The findings of Dean et al. confirm the increased risk of congenital malformations in children with in utero AED exposure, especially if receiving polytherapy. Their study also suggests that AEDs play a role in the increased risk of developmental delay seen in children of women with epilepsy. Weaknesses in the study include retrospective review for pregnancies prior to 1997, the low follow-up rate, the small control group, and disparity in age at follow-up. Critical questions remain unanswered. What are the differential risks across AEDs? Does folic acid reduce the risks associated with AED exposure? Can genetic risks be identified and used in patient management? What is the frequency and severity of cognitive and behavioral problems? Are there predictive factors for AED-associated developmental delay, and are certain AEDs more likely to cause it?

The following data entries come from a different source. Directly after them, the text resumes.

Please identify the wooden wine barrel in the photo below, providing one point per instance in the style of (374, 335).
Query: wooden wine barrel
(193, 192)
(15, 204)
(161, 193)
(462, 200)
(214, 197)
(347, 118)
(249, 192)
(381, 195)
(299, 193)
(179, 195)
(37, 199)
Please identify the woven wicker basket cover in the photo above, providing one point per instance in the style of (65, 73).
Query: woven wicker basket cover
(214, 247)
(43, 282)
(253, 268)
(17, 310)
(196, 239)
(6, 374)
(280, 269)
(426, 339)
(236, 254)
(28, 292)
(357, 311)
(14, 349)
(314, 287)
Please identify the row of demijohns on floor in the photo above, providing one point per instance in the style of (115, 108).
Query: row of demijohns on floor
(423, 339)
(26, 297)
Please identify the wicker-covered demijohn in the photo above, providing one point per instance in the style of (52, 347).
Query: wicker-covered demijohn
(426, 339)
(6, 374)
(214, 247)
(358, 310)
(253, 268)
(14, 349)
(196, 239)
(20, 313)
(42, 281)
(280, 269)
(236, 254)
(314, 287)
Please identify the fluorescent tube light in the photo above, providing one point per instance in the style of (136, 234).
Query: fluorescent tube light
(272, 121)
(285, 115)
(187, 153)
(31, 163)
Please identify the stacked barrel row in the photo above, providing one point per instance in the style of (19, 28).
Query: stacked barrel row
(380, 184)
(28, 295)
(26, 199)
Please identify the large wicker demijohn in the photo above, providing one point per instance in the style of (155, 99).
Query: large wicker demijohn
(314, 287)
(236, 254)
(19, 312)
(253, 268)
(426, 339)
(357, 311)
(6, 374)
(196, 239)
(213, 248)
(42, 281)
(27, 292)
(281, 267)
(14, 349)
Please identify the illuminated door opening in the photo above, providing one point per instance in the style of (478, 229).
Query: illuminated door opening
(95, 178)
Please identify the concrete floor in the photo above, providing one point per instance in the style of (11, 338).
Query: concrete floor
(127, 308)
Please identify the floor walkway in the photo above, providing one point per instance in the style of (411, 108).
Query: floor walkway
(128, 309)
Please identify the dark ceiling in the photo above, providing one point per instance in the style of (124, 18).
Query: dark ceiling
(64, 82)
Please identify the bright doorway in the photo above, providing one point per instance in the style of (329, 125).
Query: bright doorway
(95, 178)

Women with epilepsy should understand that there is a two- to threefold increased risk of major malformations; however, the message should be balanced so that they understand that the large majority of children born to them are normal. Further, it is important that they understand the risks of seizures during pregnancy, which are substantially greater than those of AEDs for many women with epilepsy. They should know that there is a possibility of intellectual or behavioral difficulties in their children. Folate supplementation should be given before conception (1–4 mg/day) and continued during pregnancy. Pregnancies with AED exposure should be considered as having increased risk. High-grade ultrasonography and α-fetoprotein screen should be conducted. AED pharmacokinetics are altered during pregnancy, so monitoring of free levels may be needed. Because several AEDs can interfere with vitamin K and increase the risk of perinatal hemorrhage, vitamin K should be given to the infant at birth (1 mg, i.m.) and probably to the mother during the last month of pregnancy (10 mg, p.o., per day).